4. Das Vertretenmüssen der Pflichtverletzung wird zulasten der Beklagten vermutet. Ein Verschulden ihrer Mitarbeiter ist ihr nach §§ 428 HGB, 278 BGB zuzurechnen. Entlastungsvortrag nach § 280 Abs. 1 Satz 2 BGB hat sie nicht gehalten.

5. Als Rechtsfolge schuldet die Beklagte gemäß § 249 Abs. 1 BGB Schadensersatz.

In Fällen der hier vorliegenden Art hat der Auftraggeber als Wohnungsmieter bereits dann einen Vermögensschaden, wenn er mit einem Schadensersatzanspruch seines Vermieters aus den §§ 280 Abs. 1, 241 Abs. 2, 535, 538 BGB belastet ist, wie es auch für den Fall der dem Mieter im Verhältnis zu seinem Vermieter zuzurechnenden Schadensverursachung durch das vom Mieter beauftragte Umzugsunternehmen anerkannt ist (vgl. dazu RG, Urt. v. 02.01.1923, III 151/22 = RGZ 106, 133 ff.; Blank in: Blank/Börstinghaus, 5. Aufl. 2017, Miete, § 538 Rn. 19).

So liegt es auch hier. Zur Überzeugung des Gerichts steht nach § 286 Abs. 1 ZPO fest, dass der ehemalige Vermieter der Kläger diese auf Schadensersatz wegen des Treppenschadens in Anspruch nimmt. Dies hat der vernommene Zeuge B., der ehemalige Vermieter, glaubhaft bestätigt. Belegt wird dies durch den unstreitigen Umstand, dass nicht die Kläger, sondern der Zeuge B. selbst die maßgebliche Korrespondenz mit dem Haftpflichtversicherer der Beklagten geführt hat. Wie die Beweisaufnahme erbracht hat, dürfte dies auf den Umstand zurückzuführen sein, dass der Zeuge B. von Beruf Rechtsanwalt ist. Gründe, an der Glaubwürdigkeit des Zeugen B. zu zweifeln, gibt es keine.

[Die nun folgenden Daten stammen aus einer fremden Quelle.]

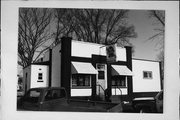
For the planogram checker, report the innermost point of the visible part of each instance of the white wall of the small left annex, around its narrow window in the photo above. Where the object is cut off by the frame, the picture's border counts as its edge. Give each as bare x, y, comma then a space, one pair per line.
35, 70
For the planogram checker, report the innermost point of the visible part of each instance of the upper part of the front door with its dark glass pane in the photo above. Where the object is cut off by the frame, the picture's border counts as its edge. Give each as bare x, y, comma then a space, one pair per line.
101, 71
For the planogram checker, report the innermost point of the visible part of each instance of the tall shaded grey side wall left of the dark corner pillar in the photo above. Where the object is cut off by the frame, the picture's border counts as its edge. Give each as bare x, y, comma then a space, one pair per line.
56, 66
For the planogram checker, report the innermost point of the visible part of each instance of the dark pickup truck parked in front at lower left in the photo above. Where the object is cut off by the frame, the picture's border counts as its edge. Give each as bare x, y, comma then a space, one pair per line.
55, 99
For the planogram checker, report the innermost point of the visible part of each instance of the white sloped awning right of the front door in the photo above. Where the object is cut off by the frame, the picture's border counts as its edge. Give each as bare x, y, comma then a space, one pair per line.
121, 70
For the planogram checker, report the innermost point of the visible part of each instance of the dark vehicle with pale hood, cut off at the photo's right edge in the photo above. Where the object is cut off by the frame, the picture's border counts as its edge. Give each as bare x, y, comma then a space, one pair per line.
149, 104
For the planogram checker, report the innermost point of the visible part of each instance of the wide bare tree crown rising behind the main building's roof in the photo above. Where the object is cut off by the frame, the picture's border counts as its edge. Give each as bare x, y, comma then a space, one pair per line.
95, 25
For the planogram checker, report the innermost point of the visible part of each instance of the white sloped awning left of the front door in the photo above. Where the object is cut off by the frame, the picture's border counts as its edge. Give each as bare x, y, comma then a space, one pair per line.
82, 68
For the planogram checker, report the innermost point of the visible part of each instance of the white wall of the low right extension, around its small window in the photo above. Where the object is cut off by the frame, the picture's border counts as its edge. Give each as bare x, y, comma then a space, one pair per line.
145, 85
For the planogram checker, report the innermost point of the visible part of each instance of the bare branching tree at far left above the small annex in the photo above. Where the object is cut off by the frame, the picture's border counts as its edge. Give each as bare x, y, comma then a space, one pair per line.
33, 34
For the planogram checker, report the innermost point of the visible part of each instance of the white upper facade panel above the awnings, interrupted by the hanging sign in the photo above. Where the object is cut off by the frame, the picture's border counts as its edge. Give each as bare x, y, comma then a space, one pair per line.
86, 49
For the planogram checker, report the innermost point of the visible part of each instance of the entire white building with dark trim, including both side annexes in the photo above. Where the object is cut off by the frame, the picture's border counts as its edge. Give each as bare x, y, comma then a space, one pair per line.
87, 69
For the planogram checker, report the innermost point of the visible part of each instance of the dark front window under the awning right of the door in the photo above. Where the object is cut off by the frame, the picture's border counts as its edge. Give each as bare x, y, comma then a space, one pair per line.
119, 81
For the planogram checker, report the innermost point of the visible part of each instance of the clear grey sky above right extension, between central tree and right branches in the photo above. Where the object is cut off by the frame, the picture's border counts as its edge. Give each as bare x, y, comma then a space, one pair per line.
144, 26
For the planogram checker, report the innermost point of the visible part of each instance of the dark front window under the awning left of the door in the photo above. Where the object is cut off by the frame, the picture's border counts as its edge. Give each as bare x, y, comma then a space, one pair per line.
79, 80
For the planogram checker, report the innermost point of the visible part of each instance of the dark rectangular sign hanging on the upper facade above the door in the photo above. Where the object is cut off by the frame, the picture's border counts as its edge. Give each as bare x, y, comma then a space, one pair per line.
111, 53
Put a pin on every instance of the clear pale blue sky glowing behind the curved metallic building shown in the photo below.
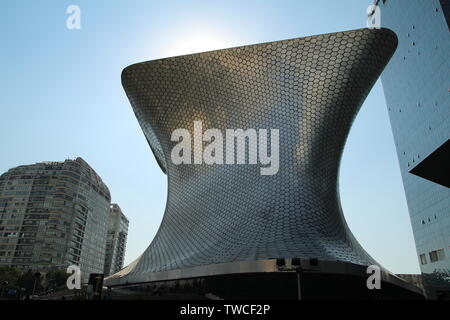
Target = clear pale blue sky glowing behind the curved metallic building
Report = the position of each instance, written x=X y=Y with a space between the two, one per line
x=61 y=97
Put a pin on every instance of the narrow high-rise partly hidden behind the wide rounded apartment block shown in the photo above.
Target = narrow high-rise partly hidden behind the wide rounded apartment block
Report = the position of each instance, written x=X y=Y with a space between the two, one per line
x=116 y=240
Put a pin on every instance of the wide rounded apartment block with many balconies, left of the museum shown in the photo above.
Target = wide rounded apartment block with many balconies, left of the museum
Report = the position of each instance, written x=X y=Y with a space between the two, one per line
x=54 y=214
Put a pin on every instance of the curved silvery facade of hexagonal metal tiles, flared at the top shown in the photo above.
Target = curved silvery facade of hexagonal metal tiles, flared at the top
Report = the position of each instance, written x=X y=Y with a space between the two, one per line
x=311 y=90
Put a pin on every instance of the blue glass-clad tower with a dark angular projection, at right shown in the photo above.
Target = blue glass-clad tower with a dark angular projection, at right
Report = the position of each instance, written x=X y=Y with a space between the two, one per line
x=416 y=84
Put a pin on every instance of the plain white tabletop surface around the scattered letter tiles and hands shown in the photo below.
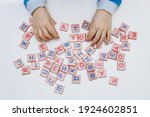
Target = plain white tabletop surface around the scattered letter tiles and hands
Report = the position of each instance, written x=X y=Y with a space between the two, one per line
x=134 y=82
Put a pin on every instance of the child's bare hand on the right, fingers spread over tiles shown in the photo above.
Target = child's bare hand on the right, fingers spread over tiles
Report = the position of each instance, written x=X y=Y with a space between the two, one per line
x=100 y=28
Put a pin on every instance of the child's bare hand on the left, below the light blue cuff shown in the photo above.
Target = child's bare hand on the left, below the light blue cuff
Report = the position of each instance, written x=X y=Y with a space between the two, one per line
x=43 y=25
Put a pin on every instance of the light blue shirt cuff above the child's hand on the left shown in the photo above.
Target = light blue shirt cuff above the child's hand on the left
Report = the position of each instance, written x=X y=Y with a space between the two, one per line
x=34 y=4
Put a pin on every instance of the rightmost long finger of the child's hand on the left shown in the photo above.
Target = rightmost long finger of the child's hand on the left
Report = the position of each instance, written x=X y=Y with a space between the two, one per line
x=51 y=29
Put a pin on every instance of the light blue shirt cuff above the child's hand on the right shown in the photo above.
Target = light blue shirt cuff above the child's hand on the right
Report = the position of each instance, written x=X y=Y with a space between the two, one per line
x=107 y=6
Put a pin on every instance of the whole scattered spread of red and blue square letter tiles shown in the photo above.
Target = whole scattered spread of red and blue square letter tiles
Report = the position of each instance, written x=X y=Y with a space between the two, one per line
x=78 y=59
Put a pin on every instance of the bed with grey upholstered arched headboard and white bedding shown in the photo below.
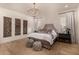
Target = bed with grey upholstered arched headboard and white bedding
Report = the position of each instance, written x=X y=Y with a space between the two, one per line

II. Nach alledem ist die Begründetheit der Klage dem Grunde nach durch Grundurteil festzustellen (§ 304 ZPO). Mit welchem Inhalt auf Rechtsfolgenseite (Zahlungs- oder Freistellungsanspruch) und in welcher Höhe (Umfang der erforderlichen Reparaturkosten) der Anspruch besteht, ist im Betragsverfahren zu klären. Selbiges gilt für die Frage, in welchem Umfang den Klägern Ersatz ihrer vorgerichtlichen Rechtsverfolgungskosten zusteht und in welchem Umfang die Beklagte Zinsen schuldet.

III. Eine Kostenentscheidung ist im Grundurteil ebenso wenig veranlasst wie ein Ausspruch zur vorläufigen Vollstreckbarkeit.